With warmer weather upon us I’m back on the chia pudding bandwagon for breakfast. My folks recently bought me back some Fix & Fogg PB from New Zealand so I decided to whip up this peanut butter chia pudding! Healthy, delicious and you can prepare them in advance – what’s not to love!
- 1 1/2 cups milk (I use almond)
- 1-2 tbs liquid sweetener (honey, maple or agave are great)
- 1tsp vanilla extract
- 1/2 cup chia seeds
- 1/4 cup peanut butter
- Combine the milk, sweetener, vanilla extract and chia seeds in a bowl and whisk together
- Leave to set for a few hours (or overnight)
- Stir in the the peanut butter
- Mash the raspberries and put in the bottom of your bowl or jar
- Top with the peanut butter chia pudding
Simple as that! Whenever making chia puddings I recommend you give the mixture a stir an hour or so into the setting time. It helps make sure the chia seeds are evenly distributed and avoids any clumps forming. Sure, it’s not essential but it doesn’t hurt!
My favourite part about serving this peanut butter chia pudding with the mashed raspberries in the bottom is it kinda tastes like jam – it’s like a PB&J sandwich in a jar! You can use whatever berries you like best – blackberries or even strawberries would be delicious too.

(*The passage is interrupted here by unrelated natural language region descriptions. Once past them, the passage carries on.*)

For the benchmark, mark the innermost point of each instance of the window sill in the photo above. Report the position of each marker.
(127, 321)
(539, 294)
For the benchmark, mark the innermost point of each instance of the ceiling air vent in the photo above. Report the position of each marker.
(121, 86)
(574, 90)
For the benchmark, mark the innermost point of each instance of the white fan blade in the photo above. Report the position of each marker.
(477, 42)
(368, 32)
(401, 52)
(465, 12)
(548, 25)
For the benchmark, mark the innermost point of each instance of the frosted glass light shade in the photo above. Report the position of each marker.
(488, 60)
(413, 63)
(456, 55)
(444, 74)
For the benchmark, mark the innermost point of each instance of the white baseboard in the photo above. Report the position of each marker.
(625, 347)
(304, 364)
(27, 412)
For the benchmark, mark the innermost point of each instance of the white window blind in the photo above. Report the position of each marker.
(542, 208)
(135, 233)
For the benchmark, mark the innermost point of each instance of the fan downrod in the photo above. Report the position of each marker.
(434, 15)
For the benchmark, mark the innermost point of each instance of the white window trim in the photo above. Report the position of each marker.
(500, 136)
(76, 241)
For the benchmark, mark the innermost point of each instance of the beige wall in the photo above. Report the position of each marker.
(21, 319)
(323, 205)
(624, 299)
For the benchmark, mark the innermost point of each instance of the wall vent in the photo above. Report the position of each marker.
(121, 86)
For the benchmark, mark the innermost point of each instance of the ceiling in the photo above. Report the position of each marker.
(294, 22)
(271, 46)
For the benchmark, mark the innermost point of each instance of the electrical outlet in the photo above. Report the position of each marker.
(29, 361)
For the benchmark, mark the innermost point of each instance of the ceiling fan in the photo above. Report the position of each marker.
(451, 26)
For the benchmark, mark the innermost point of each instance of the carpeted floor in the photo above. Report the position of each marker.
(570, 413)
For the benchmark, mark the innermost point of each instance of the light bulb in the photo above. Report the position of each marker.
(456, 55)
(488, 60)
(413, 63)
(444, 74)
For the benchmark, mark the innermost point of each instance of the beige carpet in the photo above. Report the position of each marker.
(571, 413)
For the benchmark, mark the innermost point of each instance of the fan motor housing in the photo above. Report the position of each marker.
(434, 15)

You can make the chia pudding in advance and just stir in the peanut butter when you’re ready to eat it, which makes it a perfect breakfast for when you’re short on time. Just pop it in a sealed container in your fridge and it will be good for easily a couple of days.
I like to sometimes also top it with something crunchy like some cacao nibs, nuts or even a little bit of homemade granola. I do love adding a bit of crunch to everything I eat though!